Despite the promising market prospects, the parties involved in the competition are constantly upgrading, reloading, and industry development is increasingly towards capital-intensive and resource-intensive. In September this year, Ali announced the acquisition of NetEase Koala for $2 billion (about 14 billion yuan), the largest acquisition in the cross-border e-commerce sector in China. Strong alliance also makes the competition in the market more intense. It is expected that the integration of resources inside and outside the industry will continue.
However, the activity of investment M&A has been improved, except for the reasons of good prospects and low concentration of the industry. Cross-border e-commerce is a heavy asset industry and an important reason. Especially cross-border e-commerce services involve trade between two countries. The requirements for supply chain construction, logistics services, customs clearance and marketing are much more complex than domestic trade.

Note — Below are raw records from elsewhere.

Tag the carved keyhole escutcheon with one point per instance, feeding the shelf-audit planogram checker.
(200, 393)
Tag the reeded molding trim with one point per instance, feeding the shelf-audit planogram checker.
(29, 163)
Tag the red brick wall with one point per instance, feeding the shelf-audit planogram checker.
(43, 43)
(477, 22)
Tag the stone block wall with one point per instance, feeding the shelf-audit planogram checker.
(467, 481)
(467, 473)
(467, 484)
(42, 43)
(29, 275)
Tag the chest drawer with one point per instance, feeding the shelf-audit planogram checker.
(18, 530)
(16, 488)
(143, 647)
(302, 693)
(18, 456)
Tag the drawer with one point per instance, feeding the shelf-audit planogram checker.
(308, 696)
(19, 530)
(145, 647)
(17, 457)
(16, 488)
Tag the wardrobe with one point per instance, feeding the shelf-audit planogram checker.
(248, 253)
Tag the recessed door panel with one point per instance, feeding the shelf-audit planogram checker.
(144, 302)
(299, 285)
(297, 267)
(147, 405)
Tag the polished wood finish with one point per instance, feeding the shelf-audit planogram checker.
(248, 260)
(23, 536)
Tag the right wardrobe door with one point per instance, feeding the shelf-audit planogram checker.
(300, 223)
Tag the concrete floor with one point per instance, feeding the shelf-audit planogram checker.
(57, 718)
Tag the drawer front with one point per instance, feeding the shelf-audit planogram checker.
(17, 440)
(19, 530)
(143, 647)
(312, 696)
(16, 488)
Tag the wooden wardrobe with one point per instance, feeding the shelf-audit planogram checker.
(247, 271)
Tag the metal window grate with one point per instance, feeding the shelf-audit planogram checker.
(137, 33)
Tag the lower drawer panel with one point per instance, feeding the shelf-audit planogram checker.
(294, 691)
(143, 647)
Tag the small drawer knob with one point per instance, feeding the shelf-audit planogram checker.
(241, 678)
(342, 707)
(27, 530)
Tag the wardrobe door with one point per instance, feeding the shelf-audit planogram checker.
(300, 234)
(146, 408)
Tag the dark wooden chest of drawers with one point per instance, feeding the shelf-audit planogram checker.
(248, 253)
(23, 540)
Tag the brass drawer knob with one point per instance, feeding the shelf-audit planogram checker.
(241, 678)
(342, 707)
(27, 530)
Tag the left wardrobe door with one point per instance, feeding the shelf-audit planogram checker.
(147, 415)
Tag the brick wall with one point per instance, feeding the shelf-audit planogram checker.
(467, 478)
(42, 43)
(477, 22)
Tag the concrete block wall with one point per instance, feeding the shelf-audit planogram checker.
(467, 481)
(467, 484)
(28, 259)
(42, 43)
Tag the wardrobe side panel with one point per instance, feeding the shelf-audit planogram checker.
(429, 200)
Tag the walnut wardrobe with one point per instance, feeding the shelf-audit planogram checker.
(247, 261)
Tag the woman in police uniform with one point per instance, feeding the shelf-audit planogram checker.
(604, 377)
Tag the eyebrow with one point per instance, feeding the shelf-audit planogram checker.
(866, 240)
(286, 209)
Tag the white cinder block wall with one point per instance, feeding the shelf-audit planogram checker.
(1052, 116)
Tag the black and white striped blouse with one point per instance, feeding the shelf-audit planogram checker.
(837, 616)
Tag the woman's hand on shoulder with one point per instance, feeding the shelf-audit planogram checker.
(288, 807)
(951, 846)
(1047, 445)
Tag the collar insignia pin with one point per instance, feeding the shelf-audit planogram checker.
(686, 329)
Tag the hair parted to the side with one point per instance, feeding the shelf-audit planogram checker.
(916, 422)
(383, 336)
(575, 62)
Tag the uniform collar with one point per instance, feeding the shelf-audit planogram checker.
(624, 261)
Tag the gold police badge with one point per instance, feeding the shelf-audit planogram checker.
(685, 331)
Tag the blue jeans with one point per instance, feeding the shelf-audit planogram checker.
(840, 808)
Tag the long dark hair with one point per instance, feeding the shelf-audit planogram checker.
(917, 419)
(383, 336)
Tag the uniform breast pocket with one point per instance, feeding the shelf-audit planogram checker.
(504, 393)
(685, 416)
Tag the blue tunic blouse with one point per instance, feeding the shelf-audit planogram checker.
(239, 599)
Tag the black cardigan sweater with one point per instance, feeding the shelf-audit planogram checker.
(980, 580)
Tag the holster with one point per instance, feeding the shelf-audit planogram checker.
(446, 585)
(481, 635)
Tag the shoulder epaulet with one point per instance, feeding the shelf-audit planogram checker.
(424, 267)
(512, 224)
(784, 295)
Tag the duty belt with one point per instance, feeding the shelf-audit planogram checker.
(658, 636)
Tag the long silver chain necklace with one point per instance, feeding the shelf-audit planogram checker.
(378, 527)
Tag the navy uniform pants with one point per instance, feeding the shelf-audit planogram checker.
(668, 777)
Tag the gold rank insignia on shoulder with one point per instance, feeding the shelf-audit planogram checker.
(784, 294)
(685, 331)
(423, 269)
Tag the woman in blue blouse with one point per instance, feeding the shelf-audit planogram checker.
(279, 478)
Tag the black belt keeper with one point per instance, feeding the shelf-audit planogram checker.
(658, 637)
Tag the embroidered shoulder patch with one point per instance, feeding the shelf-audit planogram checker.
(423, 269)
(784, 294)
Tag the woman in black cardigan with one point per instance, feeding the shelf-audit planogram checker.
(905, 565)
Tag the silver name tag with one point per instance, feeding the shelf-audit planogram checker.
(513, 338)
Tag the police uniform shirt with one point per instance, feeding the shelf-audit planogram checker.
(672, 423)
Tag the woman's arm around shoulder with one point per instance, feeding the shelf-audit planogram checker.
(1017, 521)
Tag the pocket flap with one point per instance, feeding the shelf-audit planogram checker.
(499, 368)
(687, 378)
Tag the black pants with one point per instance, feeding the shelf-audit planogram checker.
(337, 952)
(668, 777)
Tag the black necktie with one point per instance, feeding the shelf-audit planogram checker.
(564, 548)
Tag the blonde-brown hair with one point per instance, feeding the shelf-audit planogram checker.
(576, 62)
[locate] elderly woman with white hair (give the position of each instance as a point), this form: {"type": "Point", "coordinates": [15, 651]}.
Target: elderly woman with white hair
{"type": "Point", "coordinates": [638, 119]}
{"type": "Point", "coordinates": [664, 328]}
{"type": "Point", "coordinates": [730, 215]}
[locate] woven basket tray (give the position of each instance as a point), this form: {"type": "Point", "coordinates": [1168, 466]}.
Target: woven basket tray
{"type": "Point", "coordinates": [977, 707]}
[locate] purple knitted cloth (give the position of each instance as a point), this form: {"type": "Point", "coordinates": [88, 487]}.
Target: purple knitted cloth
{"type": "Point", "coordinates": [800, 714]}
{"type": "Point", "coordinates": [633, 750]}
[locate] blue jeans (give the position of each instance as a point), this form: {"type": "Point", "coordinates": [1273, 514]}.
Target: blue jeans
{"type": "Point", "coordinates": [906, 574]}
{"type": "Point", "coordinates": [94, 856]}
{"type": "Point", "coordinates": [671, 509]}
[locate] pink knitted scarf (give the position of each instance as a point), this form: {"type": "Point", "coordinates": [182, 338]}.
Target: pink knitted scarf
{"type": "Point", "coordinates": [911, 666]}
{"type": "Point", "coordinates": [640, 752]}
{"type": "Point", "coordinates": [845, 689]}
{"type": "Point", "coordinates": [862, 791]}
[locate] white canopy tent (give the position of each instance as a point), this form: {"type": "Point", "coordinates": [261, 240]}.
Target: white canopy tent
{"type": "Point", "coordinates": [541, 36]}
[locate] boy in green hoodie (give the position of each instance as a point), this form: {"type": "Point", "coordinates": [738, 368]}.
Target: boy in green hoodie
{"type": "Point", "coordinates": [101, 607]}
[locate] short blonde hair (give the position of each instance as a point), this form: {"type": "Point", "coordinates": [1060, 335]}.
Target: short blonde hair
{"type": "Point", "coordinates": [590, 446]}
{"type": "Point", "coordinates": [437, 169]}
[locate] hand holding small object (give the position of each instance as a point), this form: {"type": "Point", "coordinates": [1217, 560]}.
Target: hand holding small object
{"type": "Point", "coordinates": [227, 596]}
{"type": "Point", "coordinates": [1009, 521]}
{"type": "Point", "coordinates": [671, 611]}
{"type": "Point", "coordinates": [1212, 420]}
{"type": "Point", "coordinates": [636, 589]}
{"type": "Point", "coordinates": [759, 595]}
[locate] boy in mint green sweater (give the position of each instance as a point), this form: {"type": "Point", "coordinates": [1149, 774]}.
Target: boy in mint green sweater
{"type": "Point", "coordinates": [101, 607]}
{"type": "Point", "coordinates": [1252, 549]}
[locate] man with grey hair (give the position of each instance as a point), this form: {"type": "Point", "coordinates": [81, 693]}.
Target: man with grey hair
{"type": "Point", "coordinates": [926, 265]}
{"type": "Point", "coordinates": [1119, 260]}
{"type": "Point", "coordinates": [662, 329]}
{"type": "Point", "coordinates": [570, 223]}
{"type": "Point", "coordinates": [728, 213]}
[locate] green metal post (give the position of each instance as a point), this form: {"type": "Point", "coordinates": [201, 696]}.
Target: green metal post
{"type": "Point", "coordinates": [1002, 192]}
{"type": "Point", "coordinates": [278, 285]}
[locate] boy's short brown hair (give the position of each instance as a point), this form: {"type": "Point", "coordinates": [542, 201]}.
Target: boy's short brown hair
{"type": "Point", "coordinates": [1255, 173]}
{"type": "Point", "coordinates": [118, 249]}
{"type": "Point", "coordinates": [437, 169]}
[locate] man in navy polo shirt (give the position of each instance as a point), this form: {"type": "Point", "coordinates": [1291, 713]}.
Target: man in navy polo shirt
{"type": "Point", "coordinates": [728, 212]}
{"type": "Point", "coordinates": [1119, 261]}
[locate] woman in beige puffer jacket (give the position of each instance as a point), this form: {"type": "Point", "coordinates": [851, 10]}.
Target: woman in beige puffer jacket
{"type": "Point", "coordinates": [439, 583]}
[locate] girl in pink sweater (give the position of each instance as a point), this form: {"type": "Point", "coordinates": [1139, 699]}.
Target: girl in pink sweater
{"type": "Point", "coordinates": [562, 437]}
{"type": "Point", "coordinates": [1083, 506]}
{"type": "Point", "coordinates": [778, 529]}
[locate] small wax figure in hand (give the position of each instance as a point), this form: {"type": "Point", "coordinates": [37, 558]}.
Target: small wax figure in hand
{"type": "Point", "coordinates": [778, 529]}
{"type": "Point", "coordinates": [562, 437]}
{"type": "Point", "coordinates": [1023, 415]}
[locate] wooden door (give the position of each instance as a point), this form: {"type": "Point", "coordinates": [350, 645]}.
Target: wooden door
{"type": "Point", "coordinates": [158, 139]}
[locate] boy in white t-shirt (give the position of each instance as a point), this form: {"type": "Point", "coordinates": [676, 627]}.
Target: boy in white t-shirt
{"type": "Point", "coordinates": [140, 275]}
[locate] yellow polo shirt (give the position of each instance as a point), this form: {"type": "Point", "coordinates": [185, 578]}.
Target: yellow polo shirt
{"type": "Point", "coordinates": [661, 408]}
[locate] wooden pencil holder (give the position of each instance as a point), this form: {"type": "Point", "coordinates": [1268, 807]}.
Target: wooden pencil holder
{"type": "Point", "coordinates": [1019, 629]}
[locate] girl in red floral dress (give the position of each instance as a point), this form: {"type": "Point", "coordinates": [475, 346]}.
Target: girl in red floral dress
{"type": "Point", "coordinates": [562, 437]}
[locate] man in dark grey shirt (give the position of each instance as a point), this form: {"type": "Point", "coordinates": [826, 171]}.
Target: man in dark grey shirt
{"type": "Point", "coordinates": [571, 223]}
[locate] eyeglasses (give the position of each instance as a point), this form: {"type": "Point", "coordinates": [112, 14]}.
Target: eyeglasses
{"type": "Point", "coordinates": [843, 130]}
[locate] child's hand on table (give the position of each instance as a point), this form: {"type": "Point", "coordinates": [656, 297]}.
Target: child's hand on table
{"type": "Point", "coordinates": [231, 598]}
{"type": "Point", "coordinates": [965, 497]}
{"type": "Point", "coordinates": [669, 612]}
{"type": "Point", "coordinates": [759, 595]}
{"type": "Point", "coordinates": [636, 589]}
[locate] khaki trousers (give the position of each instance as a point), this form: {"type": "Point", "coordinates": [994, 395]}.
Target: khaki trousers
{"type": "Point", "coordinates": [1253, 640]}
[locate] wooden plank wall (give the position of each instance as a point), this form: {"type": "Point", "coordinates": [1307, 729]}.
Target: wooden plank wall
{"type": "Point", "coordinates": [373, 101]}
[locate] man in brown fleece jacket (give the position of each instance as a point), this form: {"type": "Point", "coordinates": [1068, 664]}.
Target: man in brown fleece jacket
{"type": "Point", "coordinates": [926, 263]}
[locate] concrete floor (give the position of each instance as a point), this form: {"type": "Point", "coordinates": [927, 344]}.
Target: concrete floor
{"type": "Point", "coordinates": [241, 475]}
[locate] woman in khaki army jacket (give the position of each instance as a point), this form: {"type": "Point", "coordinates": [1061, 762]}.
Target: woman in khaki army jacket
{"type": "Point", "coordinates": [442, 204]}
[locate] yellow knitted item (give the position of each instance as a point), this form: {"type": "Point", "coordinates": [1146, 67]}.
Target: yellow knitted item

This year, however, just in the downturn of the global economy, together with the rise of trade unilateralism and the intensification of trade frictions, all have led to the rise of foreign trade costs. Therefore, capital circulation is a thorny problem faced by cross-border e-commerce industry. In the fierce industry competition, if cross-border e-commerce wants to further enhance its competitiveness, it obviously needs more resources and capital to "boost" the strength of shareholders, so it is natural that there will be a tide of mergers and acquisitions.